BY James D. Campbell in Reviews | 01 MAY 14

Peter Doig, Walking Figure By Pool, 2011, oil on linen, 2.6 × 2 m

Peter Doig’s ‘No Foreign Lands’, the first major exhibition of the artist’s work in North America (co-produced with the National Galleries of Scotland, where it recently ended a three-month stint at the Scottish National Gallery) was nothing short of masterful. Forty of his paintings and a full raft of works on paper held the exhibition halls of the Montreal Museum of Fine Arts’ oldest and grandest building with astonishing ease and gravitas.

Here, Doig establishes his reputation as a latter-day Patrick Lafcadio Hearn of painting. Hearn was a writer who travelled widely and was obsessed with hauntings, and Doig shares those traits as well as a peculiar ability to soak up all the particularities of place, and sweat them out in
painting. An itinerant traveller at heart, Doig makes paintings that are replete with nomadic ghosts. (The title of the exhibition derives, somewhat ironically, from Robert Louis Stevenson’s statement: ‘There are no foreign lands. It is the traveller only who is foreign.’) Doig channels the ghosts of his artistic forebears with unusual fluidity and flagrant daring: Pierre Bonnard, Honoré Daumier, Paul Gauguin, Marsden Hartley, Edward Hopper, Henri Matisse, David Milne, Tom Thomson, James Wilson Morrice and many others.

Interestingly, Doig is a dyed-in-the-wool Montrealer (having spent the better part of his teens and early 20s here). It was to Montreal that he emigrated in 1966 with his mother and father, a Sri Lankan-born Scots accountant, from Trinidad, which had been the family’s home since 1960. Later, they moved to Quebec’s Eastern Townships, where Doig became an expert skier, skater and fanatical hockey fan. (Even given the recent embarrassing travails of Montreal’s hockey team, Les Canadiens, the game remains his ruling passion, after painting, that is.)

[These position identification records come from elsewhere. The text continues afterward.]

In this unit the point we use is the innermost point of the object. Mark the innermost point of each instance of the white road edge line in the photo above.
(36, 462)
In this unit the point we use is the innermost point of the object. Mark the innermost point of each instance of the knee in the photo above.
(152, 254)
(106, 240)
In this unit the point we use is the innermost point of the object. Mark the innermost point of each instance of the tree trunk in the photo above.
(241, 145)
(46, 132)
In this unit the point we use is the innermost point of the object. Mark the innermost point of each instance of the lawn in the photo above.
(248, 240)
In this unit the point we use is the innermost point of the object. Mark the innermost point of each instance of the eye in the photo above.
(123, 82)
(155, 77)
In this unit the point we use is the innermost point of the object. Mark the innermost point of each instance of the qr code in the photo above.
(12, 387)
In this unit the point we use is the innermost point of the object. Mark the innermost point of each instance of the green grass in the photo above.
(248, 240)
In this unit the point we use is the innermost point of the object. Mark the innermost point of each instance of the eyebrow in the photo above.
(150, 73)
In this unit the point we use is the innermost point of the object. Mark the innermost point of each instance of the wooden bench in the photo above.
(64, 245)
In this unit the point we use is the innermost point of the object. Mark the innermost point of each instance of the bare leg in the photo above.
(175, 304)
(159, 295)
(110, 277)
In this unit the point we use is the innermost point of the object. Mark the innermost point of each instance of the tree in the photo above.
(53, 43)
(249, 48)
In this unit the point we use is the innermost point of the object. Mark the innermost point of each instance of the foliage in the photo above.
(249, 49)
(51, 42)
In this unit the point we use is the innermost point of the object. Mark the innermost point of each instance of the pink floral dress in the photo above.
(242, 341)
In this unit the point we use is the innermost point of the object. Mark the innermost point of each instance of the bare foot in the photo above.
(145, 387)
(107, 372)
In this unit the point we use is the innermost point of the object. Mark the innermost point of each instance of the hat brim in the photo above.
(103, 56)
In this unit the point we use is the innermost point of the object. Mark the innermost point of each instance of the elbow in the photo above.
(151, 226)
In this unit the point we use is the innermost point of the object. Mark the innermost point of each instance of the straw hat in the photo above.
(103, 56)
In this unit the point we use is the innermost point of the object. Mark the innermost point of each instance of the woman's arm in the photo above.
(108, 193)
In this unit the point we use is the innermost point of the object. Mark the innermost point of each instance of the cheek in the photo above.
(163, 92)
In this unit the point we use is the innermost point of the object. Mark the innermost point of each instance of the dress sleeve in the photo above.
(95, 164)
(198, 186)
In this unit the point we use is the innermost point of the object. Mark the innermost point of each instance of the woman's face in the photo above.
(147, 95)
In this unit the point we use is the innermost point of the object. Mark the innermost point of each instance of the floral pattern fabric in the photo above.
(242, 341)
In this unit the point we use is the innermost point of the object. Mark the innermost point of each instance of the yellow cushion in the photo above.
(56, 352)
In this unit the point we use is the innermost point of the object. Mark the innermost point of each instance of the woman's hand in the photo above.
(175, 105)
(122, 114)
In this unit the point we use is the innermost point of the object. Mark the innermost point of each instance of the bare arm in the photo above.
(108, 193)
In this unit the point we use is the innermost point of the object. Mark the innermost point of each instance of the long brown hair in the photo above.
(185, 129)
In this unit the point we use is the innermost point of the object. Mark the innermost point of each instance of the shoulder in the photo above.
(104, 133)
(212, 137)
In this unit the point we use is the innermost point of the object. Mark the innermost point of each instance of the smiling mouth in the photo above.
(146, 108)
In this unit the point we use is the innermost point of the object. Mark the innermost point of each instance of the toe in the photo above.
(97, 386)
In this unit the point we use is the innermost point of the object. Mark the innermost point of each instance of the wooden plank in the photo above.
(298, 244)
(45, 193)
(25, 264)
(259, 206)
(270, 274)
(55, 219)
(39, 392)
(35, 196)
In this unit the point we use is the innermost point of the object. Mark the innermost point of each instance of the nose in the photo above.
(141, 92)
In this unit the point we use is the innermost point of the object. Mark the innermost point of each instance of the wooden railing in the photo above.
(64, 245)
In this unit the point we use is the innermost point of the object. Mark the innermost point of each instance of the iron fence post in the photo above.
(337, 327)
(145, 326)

However, this exhibition was devoted to Doig’s output since he returned to Trinidad in 2000 for an artist residency, settling there once again in 2002. The people in his Trinidad paintings are largely spectral presences – for instance, the watery phantasms in Figures in Red Boat (2005–07), the translucent figure standing in the background of Paragon (2006) or in the foreground of Cricket Painting (Paragrand) (2006–12). And in Mal d’Estomac (Stomach Ache, 2008) he seems to be channelling the restless ghost of Philip Guston’s late work. Even Ping Pong (2006–08) haunts us with its eerie and disturbing reminder of the Windows 8 user interface.

In Trinidad, Doig started to paint directly from observation of its land, flora and seascapes, but also integrated at will figures from his huge archive of images. For instance, the man portrayed as the Walking Figure by Pool (2011) is based on a photograph of the Dada artist Francis Picabia. Doig’s imagery, wilfully and wildly eclectic, runs the gamut from the ubiquitous canoe (a subject that he has been painting for 25 years, depicting it traversing sundry Canadian lakes as well as the deep waters off the coast of Trinidad), to the signature pelican and those shadowy human figures, silent voyeurs, who populate these paintings as though they are standing, like lonely sentinels, on the threshold of eternity. Doig’s islands are compelling, as is the case with Pelican Island (2006); they seem to exist outside both geography and time.

Doig is, above all, a wily and capacious scavenger: Gauguin’s Tahitian idylls, the colourful enigmas of the post-Fauve Matisse, nightmarish Abu Ghraib photographs, Milne’s luminous landscapes, Wilson Morrice’s beach scenes, Rousseau’s jungles, late Guston, Rothko, whomever. Doig joins at the hip all manner of polarities and contrarieties: individual memory and unconscious collective memory, past and present, presence and absence.

Lately, Doig has progressively moved away from work that flirted with the fetishization of its own pigment-based materiality. Instead, his painting’s have become more open, porous and fluid – almost oneiric and oceanic in their mien. As the works in this exhibition show, both his understandable hubris and his imagery continue to entice and insistently haunt.